Friday, April 18, 2014

National Poetry Month: Harry Matthews

 Meeting of the Oulipo in Boulogne.

 "Shore Leave"
(Harry Matthews)
All roads lead to good intentions;
East is east and west is west and God disposes;
Time and tide in a storm.
All roads, sailor’s delight.
(Many are called, sailors take warning:
All roads wait for no man.)
All roads are soon parted.
East is east and west is west: twice shy.
Time and tide bury their dead.
A rolling stone, sailor’s delight.
“Any port”—sailor take warning:
All roads are another man’s poison.

All roads take the hindmost,
East is east and west is west and few are
Time and tide are soon parted,
The devil takes sailor’s delight.
Once burned, sailors take warning:
All roads bury their dead.

"Shore Leave" by Harry Mathews is an example of “perverbs,” the result obtained by combining proverb phrases in Oulipan poetry.

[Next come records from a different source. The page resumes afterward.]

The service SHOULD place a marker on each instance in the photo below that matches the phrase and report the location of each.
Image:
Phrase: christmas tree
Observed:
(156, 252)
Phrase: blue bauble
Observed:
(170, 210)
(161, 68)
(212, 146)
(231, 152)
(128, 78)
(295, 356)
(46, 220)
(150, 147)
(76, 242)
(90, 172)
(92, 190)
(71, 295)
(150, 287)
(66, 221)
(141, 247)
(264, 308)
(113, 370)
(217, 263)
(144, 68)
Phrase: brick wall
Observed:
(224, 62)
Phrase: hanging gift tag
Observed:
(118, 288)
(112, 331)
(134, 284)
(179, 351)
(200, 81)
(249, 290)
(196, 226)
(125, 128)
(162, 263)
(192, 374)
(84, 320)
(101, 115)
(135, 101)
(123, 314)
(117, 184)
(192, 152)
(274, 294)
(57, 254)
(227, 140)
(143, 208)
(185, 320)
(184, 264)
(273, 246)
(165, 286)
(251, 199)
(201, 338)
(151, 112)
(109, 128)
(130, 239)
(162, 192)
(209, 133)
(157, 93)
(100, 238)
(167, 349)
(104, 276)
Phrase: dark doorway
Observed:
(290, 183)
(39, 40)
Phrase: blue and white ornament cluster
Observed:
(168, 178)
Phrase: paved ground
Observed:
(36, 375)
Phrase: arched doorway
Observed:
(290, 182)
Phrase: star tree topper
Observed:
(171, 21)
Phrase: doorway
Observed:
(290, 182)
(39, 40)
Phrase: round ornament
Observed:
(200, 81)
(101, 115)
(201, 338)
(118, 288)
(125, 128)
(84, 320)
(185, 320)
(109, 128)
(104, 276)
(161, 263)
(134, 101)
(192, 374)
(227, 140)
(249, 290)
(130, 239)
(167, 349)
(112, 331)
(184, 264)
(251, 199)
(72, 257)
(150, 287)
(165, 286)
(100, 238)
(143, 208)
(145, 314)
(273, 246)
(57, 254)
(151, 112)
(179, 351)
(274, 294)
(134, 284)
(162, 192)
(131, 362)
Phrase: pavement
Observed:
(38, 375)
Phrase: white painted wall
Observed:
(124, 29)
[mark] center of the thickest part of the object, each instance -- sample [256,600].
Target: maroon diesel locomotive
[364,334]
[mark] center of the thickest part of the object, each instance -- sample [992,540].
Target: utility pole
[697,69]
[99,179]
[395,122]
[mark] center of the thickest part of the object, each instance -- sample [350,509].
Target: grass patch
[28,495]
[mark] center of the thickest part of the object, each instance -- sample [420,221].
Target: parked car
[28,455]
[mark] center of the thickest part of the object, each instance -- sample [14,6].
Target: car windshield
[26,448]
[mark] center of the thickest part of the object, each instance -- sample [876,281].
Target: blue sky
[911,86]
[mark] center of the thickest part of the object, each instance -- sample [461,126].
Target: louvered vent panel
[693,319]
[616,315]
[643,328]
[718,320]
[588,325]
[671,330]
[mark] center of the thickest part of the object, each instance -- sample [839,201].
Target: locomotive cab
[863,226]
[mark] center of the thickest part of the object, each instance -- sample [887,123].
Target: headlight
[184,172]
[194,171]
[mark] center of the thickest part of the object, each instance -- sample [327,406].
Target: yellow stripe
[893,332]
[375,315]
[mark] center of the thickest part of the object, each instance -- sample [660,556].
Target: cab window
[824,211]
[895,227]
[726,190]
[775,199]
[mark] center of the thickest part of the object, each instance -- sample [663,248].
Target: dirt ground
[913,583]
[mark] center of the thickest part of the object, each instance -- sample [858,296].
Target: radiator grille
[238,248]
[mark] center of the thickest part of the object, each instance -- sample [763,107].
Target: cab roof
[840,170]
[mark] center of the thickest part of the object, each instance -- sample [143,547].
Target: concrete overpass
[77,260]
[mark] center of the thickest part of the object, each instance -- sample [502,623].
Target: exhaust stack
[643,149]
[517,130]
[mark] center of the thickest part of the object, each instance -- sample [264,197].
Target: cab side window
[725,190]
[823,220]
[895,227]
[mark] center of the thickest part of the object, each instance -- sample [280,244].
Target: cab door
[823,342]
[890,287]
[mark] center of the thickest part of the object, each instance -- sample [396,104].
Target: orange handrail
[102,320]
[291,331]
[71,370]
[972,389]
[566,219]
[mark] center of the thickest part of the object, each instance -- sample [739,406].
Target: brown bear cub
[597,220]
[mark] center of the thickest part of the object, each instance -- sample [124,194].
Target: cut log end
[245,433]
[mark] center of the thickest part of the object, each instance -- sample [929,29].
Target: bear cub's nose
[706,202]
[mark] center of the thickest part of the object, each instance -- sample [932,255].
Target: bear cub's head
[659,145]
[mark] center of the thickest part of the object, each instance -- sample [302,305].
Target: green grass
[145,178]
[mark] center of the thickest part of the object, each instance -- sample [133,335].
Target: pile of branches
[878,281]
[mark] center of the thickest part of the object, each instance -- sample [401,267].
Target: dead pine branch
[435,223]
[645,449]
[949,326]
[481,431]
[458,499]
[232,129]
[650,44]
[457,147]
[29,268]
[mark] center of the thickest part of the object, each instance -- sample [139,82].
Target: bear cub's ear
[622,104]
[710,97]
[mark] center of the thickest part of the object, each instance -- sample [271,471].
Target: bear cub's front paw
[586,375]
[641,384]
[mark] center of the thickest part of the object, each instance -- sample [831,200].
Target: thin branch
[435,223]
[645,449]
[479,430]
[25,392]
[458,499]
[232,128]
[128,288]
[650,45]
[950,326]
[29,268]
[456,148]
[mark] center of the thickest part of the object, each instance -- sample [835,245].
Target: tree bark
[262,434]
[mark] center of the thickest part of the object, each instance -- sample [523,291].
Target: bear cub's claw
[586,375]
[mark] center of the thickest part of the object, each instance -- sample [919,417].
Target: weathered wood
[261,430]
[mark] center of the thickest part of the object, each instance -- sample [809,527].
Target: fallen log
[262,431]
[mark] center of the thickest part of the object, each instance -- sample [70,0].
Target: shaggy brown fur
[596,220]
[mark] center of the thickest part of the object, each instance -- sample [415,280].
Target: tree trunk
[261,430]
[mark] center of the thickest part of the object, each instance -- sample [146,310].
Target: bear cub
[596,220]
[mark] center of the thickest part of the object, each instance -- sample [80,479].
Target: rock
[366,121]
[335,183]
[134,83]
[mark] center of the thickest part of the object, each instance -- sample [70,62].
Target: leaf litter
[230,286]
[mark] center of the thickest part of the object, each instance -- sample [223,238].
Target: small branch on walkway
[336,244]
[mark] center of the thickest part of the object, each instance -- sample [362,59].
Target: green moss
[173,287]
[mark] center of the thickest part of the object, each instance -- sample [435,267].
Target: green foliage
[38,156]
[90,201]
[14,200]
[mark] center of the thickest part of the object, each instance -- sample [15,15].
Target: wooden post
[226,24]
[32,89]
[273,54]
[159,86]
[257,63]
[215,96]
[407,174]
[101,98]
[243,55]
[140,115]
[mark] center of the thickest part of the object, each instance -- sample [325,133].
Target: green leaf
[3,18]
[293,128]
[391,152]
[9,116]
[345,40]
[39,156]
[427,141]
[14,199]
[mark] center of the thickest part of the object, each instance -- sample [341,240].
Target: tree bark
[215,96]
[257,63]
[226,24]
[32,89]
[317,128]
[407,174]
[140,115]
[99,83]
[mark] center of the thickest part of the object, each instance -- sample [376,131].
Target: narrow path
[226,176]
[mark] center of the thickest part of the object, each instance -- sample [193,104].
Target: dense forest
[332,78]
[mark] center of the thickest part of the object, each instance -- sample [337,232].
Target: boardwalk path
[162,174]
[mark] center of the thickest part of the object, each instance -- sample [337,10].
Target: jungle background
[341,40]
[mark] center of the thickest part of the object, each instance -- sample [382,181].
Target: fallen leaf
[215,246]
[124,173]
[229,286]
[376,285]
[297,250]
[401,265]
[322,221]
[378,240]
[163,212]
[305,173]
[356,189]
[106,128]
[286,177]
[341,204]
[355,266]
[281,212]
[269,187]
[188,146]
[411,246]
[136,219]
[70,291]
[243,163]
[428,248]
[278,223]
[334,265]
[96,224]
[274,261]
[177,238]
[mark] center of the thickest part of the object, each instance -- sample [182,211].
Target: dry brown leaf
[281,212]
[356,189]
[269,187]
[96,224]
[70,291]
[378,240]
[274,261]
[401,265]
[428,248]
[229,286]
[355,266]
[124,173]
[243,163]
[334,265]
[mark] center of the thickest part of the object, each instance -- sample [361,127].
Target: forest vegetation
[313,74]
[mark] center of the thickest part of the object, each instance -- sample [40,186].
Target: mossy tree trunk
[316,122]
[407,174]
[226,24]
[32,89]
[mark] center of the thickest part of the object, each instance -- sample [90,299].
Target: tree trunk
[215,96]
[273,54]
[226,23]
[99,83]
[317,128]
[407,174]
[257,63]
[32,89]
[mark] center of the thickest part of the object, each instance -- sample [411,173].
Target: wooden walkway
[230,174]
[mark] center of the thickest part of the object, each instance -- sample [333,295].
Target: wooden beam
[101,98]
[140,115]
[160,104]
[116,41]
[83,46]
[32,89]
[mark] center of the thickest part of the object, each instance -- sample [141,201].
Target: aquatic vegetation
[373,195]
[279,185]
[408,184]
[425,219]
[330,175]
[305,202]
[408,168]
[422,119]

From a recent post online at The Paris Review: The word perverb was invented by Paris Review editor Maxine Groffsky to describe the result obtained by crossing proverbs. If we join the first part of “All roads lead to Rome” to the second part of “A rolling stone gathers no moss,” we obtain the perverb “All roads gather no moss.” The remaining parts yield a second perverb, “A rolling stone leads to Rome.”